Natalie [34:02] You have the summer before you start — use it. The internet has a lot of great flashcards and resources. Try to make it fun, even if you're on the beach. An overall systems review would be useful because PBL is organized around those same systems. But I won't pretend I over-prepared. I just accepted that it was going to be a challenge. And it was the toughest two years of my life — harder than my master's thesis. For those going in, just be ready. The sky is truly the limit for your learning and it's really what you make of it.
What Makes an Ideal PA in the Canadian Context
Anne [34:56] Given all the challenges we have in Canada — being clinicians, doing advocacy, navigating regulation and funding — what would you consider the ideal characteristics for someone becoming a PA here?
Natalie [35:21] I was really impressed at CAPA in Ottawa — a lot of PAs were giving the presentations, which was a shift from conferences typically being physician-led.

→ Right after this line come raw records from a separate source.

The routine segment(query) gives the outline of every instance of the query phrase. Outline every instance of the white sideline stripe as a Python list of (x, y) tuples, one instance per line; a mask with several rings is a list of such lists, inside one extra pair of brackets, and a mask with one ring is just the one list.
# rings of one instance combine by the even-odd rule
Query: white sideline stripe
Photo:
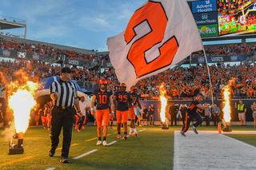
[[(130, 135), (128, 135), (127, 137), (130, 137)], [(121, 139), (123, 139), (123, 137), (122, 137)]]
[(92, 152), (94, 152), (95, 151), (98, 151), (98, 149), (91, 150), (91, 151), (90, 151), (90, 152), (86, 152), (86, 153), (81, 155), (81, 156), (77, 156), (77, 157), (73, 158), (73, 160), (80, 159), (80, 158), (82, 158), (82, 157), (83, 157), (83, 156), (86, 156), (86, 155), (89, 155), (89, 154), (90, 154), (90, 153), (92, 153)]
[[(218, 131), (174, 131), (174, 170), (256, 169), (256, 147)], [(228, 133), (232, 134), (232, 132)]]
[(116, 143), (117, 141), (116, 140), (114, 140), (114, 141), (113, 141), (113, 142), (110, 142), (110, 144), (108, 144), (107, 145), (111, 145), (112, 144), (114, 144), (114, 143)]
[(144, 131), (144, 130), (146, 130), (146, 128), (143, 128), (142, 130), (140, 130), (140, 131), (138, 131), (138, 132), (142, 132), (142, 131)]

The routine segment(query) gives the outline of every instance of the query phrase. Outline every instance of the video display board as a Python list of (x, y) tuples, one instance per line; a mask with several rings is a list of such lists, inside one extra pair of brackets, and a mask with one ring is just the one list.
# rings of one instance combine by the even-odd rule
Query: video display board
[(256, 32), (256, 1), (217, 0), (218, 35)]
[(188, 2), (202, 38), (218, 36), (216, 0)]

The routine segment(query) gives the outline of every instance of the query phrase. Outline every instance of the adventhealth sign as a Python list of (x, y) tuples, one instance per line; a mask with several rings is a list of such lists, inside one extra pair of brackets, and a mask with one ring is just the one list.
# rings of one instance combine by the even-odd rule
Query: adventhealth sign
[(216, 0), (192, 2), (193, 13), (216, 11)]
[(198, 26), (202, 38), (218, 36), (218, 25)]

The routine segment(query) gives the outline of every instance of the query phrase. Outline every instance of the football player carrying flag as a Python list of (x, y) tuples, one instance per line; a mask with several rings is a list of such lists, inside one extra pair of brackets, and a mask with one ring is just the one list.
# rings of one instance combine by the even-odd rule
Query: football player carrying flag
[(130, 18), (126, 30), (106, 44), (118, 79), (129, 89), (203, 49), (186, 0), (150, 0)]

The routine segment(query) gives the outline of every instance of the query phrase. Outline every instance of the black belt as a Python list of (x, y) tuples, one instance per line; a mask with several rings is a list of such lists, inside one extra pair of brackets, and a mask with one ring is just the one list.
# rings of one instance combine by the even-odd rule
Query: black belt
[(58, 109), (61, 109), (62, 110), (65, 110), (65, 109), (71, 109), (71, 108), (74, 108), (73, 106), (57, 106), (55, 105), (54, 107), (58, 108)]

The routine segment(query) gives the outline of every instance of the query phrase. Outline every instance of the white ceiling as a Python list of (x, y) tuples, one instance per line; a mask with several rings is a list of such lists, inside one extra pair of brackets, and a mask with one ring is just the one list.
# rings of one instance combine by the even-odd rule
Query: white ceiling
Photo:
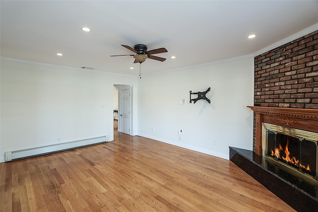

It was so refreshing to see PAs taking leadership and saying, this is what I've learned, let me teach you about my medicine. So first, be a self-starter. Don't be afraid to be curious and put yourself out there. That said, it's a fine balance — we are supervised, so it's about negotiating those relationships. You're still appeasing your supervisor while advocating for the profession. That takes judgment.
Natalie [36:03] Someone who likes to reflect on their behaviour so they can modify it as needed. Someone who's willing to create a role because a lot of places haven't had a PA before. You have to be flexible and you have to accept that there will be challenges. Those would be the key characteristics.
What's Next for Natalie
Anne [37:13] What's next for you?
Natalie [37:21] I'm excited about the clinical trial I'm running — small measures, but I'm trying to improve the discharge process. I need to recruit 32 patients and I'm at 8, so I'm 25% through. Hopefully by late spring I'll have the data to analyze and maybe another publication on the go. I'm also generating a new podcast episode every two weeks — that's my goal. And I'm very excited about attending an ENT conference with four PAs in Nishi, Arizona at the end of April. I asked if a Canadian could come and they said absolutely, you'll be our first. It'll be CME literally geared toward everything I see on a daily basis, which is great.
Natalie [38:30] Of course, CAPA in Victoria — I won't miss it, it's my hometown. An excuse to see my nieces, sister, and mom. And just enjoying my summer in Edmonton, camping every weekend because my schedule allows it and this city does too.
Anne [38:47] Fantastic. You've got that beautiful scenery and landscape right at your doorstep. I know you're fairly active, so it must be a dream living there.
Natalie [39:00] I can drive 10 minutes and go cross-country skiing. It's a great country. This is such a vast nation and we've done such a good job unifying it. Each province has its own little gem. I love it here.